Elles comprennent des produits qui offrent une exposition à divers degrés de gestion active, allant des portefeuilles à gestion automatisée à une sélection individuelle pleinement active effectuée par un gestionnaire de portefeuille ou son équipe, selon ses critères personnels. La tendance est à la gestion de plus en plus active dans une structure de FNB.

Ces innovations enrichissent l’offre existante qui permet déjà d’avoir accès aux FNB par l’intermédiaire de fonds communs et de fonds distincts.
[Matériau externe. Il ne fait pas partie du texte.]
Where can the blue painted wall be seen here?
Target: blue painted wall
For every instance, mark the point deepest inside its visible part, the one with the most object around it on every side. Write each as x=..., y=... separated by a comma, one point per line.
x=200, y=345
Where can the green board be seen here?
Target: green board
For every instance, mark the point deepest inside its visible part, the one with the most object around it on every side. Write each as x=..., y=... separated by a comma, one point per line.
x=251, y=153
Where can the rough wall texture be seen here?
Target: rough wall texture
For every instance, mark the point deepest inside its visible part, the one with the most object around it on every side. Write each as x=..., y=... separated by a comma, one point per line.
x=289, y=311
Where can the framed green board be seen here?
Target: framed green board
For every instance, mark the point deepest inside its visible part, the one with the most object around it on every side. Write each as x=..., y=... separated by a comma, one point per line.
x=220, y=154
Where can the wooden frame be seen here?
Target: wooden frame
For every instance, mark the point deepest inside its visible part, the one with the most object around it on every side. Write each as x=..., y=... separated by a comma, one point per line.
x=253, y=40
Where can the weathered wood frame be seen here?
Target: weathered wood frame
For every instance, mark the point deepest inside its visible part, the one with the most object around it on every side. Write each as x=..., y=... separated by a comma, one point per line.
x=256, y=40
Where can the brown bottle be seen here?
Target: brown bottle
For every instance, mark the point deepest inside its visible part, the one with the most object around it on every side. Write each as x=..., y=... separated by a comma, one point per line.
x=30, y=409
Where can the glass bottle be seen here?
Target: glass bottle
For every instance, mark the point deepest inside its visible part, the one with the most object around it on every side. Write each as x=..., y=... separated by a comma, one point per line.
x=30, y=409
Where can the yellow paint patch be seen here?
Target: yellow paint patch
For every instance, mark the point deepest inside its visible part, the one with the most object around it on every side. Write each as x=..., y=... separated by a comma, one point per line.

Le déluge de produits signifie donc que les conseillers ont plusieurs occasions d’aider leurs clients à constituer des portefeuilles appropriés en les guidant dans ce marché qui devient vite compliqué.

Les FNB peuvent donner accès aux marchés émergents comme aux marchés développés, de même qu’à une variété de secteurs géographiques et d’industries, comme l’agriculture, l’immobilier, les institutions financières et les services publics.

Ils offrent aussi une exposition à des actifs qui ne sont pas corrélés à des indices traditionnels d’actions et d’obligations, comme les devises et les marchandises. De plus, certains FNB offrent un potentiel de rendements accrus, moyennant un risque supérieur.

Au Canada, les FNB BetaPro Haussier et Baissier de la firme torontoise Horizons proposent une exposition à effet de levier et une exposition inverse à différents indices d’actions, d’obligations, de produits de base et de volatilité, qui permettent aux investisseurs de tirer autant profit de l’élan haussier que de l’élan baissier en amplifiant les rendements des indices sous-jacents de 200 %.

Genèse canadienne

Le Canada a été un pionnier dans le développement des FNB, en raison de la création par la Bourse de Toronto, en mars 1990, des Toronto 35 Index Participation Units (TIP), qui permettaient aux investisseurs de participer à la performance de l’indice composé TSE 35 sans avoir à acheter d’actions de chaque société sous-jacente.

Même si l’actif sous gestion (ASG) total des FNB canadiens est encore loin d’égaler celui des fonds communs canadiens, qui a récemment atteint 1 000 G$, la vitesse de croissance des FNB reste impressionnante.

L’ASG des FNB, tant au Canada qu’à l’international, est en effet en forte progression depuis quelques années.

Au 28 février 2014, l’ASG des FNB canadiens se situait à 64,8 G$, selon l’Association canadienne des fonds négociés en Bourse (ACFNB), soit 12,3 % de plus qu’à pareille date un an auparavant, cette croissance découlant de l’appréciation du marché, des injections de capitaux et de la création de nouveaux fonds.

On compte maintenant 337 FNB canadiens, par rapport à 50 en 2007, tandis que 36 nouveaux FNB ont fait leur apparition à la Bourse de Toronto l’an dernier. En 2013, les FNB représentaient 7 % de tous les échanges à la Bourse de Toronto, par rapport à 1,2 % en 2009.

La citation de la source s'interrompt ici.